Before Vidya could respond, Sejal slid to the floor. His insides were tightly wound, and he wondered if he would be able to concentrate enough to reach the Dream. But after two deep breaths, Kendi’s training took over. The outer world faded away, and Sejal reached for the Dream.
He expected his seashore, and was therefore startled to find himself standing in front of the black place. Screams, angry and hungry, crashed over him and he put his hands to his ears.
“Katsu!” he shouted over the noise. “Katsu!”
Even as he shouted her name, he realized he knew exactly where she was. He had touched her in the real world, of course, and that now allowed him to find her in the Dream. She was in the center of the black place.
Sejal hesitated, hands over his ears. When he had played the flute for Katsu, he hadn’t actually entered the blackness. The angry, horrible screams worked their way into his head, and the darkness boiled. Figures moved inside it, and he felt their hunger and their sickness. Evey instinct Sejal had told him to flee far and fast. But Katsu was in there and she was fine. Sejal was her brother, and they were both half-sibling to the children. What worked for her should work for him.

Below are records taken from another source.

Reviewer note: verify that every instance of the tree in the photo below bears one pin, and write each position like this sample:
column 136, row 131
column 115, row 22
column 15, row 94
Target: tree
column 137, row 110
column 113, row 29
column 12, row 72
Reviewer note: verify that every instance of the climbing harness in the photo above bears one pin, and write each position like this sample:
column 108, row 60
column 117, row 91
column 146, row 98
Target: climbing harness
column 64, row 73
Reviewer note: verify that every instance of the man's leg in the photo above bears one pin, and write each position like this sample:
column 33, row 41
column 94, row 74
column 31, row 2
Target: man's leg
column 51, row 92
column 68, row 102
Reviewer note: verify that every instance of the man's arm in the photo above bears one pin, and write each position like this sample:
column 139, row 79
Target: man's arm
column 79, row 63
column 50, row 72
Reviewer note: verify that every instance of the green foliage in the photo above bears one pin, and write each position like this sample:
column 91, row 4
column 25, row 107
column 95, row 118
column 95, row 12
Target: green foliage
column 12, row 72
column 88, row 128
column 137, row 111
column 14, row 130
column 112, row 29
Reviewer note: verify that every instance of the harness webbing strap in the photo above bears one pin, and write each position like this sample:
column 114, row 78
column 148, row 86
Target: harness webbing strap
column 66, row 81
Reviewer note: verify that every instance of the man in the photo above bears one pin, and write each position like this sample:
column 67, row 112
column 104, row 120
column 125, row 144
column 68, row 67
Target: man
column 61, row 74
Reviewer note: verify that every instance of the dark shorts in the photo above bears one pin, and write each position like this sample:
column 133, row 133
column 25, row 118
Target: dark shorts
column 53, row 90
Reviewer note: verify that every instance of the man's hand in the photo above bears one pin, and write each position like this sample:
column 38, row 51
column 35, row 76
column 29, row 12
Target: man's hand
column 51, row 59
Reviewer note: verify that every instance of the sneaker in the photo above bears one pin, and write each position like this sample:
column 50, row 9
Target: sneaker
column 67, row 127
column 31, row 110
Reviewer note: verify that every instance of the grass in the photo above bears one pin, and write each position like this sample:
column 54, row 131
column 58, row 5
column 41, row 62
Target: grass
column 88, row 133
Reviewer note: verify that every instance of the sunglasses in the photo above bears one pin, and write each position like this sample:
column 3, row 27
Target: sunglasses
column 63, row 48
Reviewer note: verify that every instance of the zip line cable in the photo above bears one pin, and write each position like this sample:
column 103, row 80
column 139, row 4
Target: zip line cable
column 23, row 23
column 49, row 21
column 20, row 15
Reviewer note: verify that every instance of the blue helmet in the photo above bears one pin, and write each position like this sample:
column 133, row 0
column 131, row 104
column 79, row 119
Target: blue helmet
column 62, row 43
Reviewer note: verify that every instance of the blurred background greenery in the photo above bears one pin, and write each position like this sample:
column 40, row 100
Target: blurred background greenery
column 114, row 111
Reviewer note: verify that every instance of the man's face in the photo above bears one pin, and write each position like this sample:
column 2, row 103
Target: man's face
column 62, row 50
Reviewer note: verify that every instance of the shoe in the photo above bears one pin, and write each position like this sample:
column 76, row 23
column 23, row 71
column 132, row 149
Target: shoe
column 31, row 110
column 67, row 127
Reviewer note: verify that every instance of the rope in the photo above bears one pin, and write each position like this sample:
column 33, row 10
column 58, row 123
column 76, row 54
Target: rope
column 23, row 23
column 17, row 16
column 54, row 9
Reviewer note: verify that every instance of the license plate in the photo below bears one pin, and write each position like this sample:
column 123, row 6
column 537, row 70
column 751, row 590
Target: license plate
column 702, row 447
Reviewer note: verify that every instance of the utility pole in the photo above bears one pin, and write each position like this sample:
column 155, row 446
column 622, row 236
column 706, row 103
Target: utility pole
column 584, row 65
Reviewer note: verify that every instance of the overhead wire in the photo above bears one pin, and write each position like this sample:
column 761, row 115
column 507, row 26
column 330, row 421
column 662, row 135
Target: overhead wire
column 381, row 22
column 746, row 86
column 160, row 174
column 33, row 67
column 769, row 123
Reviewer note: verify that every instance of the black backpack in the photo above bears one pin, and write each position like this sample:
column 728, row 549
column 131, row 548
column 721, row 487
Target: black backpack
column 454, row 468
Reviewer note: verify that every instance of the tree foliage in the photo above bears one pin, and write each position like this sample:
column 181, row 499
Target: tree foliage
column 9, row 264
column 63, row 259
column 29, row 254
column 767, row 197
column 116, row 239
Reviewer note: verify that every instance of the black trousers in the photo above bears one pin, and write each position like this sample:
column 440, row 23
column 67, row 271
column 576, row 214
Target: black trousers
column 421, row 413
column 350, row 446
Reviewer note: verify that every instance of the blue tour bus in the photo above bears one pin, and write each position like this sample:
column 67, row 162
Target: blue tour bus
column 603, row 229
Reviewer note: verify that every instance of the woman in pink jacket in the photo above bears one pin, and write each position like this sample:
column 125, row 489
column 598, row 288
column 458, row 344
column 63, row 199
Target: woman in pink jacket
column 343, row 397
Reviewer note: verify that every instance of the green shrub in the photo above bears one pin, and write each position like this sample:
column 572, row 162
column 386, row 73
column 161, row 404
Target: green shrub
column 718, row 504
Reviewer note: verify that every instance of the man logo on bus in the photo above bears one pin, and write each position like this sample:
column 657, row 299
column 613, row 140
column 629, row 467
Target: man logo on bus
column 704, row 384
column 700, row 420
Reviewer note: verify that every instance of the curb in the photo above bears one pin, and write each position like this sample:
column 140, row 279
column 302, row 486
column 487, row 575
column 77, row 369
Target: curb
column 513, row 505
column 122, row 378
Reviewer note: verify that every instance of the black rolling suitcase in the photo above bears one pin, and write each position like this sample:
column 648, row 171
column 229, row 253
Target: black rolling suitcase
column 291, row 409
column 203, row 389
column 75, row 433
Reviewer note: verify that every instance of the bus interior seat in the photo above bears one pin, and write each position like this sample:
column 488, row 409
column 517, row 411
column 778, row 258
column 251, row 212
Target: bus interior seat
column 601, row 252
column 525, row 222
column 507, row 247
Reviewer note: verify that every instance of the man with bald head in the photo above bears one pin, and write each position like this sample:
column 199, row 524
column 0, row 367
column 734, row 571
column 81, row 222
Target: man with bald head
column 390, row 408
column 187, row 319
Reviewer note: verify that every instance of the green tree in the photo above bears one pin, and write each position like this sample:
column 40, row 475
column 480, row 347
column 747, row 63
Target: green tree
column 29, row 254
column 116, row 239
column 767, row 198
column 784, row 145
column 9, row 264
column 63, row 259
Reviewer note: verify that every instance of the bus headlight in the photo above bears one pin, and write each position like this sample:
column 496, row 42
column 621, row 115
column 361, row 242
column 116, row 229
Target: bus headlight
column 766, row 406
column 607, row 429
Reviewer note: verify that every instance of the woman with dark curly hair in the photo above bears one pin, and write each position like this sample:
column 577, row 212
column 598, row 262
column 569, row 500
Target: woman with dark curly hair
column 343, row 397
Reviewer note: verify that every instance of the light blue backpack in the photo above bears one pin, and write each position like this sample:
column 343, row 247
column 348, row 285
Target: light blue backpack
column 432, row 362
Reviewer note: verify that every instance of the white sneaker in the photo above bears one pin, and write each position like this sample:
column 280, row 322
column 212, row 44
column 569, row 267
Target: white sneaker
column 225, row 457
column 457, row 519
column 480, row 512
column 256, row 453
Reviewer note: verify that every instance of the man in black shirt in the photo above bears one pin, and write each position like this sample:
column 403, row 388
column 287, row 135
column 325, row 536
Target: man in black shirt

Sejal took a deep breath and tensed himself to leap into the blackness. Before he could do it, however, another cry filtered its way through the noise. Sejal froze. He had felt it more than he had heard it. It was a desperate cry for help, and voice was powerfully familiar. It came from above. Sejal looked up and saw a falcon circling overhead with desperate beats of her wings.
“Kendi?” Sejal said.
“Sejal!” Katsu’s voice cut through the wailing and Sejal could now see her inside the dark place. “Sejal, I need you!”
The falcon cried again, wordless and pleading and Sejal’s earlier resentment toward Kendi vanished. Kendi was in danger. Kendi needed him. But so did the universe itself. Sejal stood at the boundary of darkness.
“Sejal!” Katsu shouted desperately.
The falcon cried, begging.
Tears streaming down his face, Sejal plunged into the dark place.